Admittedly, we tend to snooze or check our social-media feeds whenever the focus is on the hot-and-heavy love triangle of Olivia, Fitz Grant and eternal also-ran Jake Ballard (Scott Foley). It’s like watching a supermodel decide whether she’d rather adopt a worm or a rabbit, and even the W.C.G. could care less whether Wormhole or Bugs eventually wins. But we perk up whenever Fitz’s estranged wife Mellie (Bellamy Young) swans or stumbles into view, mainly because Young comes on like she once played Tennessee Williams’s Maggie The Cat in a high-school production of Cat on A Hot Tin Roof and has never looked back. By the season six finale, Mellie had recovered from booze, infidelity, divorce and her teenage son’s murder by a rogue Secret Service man to be the newly inaugurated president of the United States, a plot twist that probably made more sense back in the far-off days when Shondaland’s elves were anticipating a Hillary Clinton victory.

Then again, Scandal has never depended on making sense, let alone corresponding to anything resembling political reality. (The series did introduce a Donald Trump stand-in last season, but didn’t keep him around.) The more of a Washington junkie you are in real life, the more of a kick you’ll get out of this show’s delirious indifference to plausibility or elementary savvy about our system of government. It’s deliberate, because the idea is that “the Republic’s” visible institutions—from the White House on down—are just a façade anyway. True power is all about behind-the-scenes skulduggery without legal or Constitutional constraints, exemplified by the enigmatic guardian agency known as B613 and intermittently headed by Olivia’s rascally, imperious father (Joe Morton).

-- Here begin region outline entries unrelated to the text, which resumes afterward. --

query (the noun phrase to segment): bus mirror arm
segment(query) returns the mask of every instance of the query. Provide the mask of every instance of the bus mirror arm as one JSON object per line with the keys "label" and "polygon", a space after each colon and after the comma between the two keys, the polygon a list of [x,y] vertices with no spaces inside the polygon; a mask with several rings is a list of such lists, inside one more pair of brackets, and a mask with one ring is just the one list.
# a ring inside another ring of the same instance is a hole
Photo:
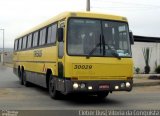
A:
{"label": "bus mirror arm", "polygon": [[130,43],[133,45],[134,44],[134,37],[133,37],[133,33],[131,31],[129,32],[129,38],[130,38]]}
{"label": "bus mirror arm", "polygon": [[57,30],[58,42],[63,42],[63,28]]}

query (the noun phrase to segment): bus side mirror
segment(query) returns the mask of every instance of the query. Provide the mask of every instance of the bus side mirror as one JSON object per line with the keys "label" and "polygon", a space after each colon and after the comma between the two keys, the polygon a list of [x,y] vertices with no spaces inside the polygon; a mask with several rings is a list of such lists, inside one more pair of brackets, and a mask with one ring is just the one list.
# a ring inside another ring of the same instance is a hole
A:
{"label": "bus side mirror", "polygon": [[57,30],[58,42],[63,42],[63,28]]}
{"label": "bus side mirror", "polygon": [[130,43],[133,45],[134,44],[134,37],[133,37],[132,32],[129,32],[129,38],[130,38]]}

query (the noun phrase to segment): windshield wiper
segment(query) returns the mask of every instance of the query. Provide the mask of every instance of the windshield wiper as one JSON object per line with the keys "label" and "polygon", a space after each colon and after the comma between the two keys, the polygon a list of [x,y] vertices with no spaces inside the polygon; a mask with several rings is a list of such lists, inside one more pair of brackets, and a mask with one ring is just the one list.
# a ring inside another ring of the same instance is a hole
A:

One reason the actors are fun to watch is that everybody’s allegiances and motivations can switch on a dime. So can their jobs, for that matter. Poor Jake alone has gone from Navy intelligence officer to B613’s interim boss to heading the NSA without changing his beseeching facial expression even once. Their personalities and tics are consistent, but beyond that, the characterizations are pure gobbledygook. One week’s stalwart moral stand gives way to the next week’s rotten-to-the-core complacency without a hint there’s any discrepancy involved.

That’s why our favorite performer on the show has become George Newbern as Charlie, who ambles through the series with the same quizzical aplomb whether he’s incarnating a happy killer or an even happier father-to-be. If the series wraps up with Charlie blowing Olivia, Fitz and Jake to kingdom come before he and his honey Quinn (Katie Lowes) skip off to enjoy parenthood by teaching their little one the pleasures of using power tools to turn taciturn people chatty, we won’t complain. We’ve always believed that love conquers all, but Black & Decker makes wonderful he-and-she Christmas gifts.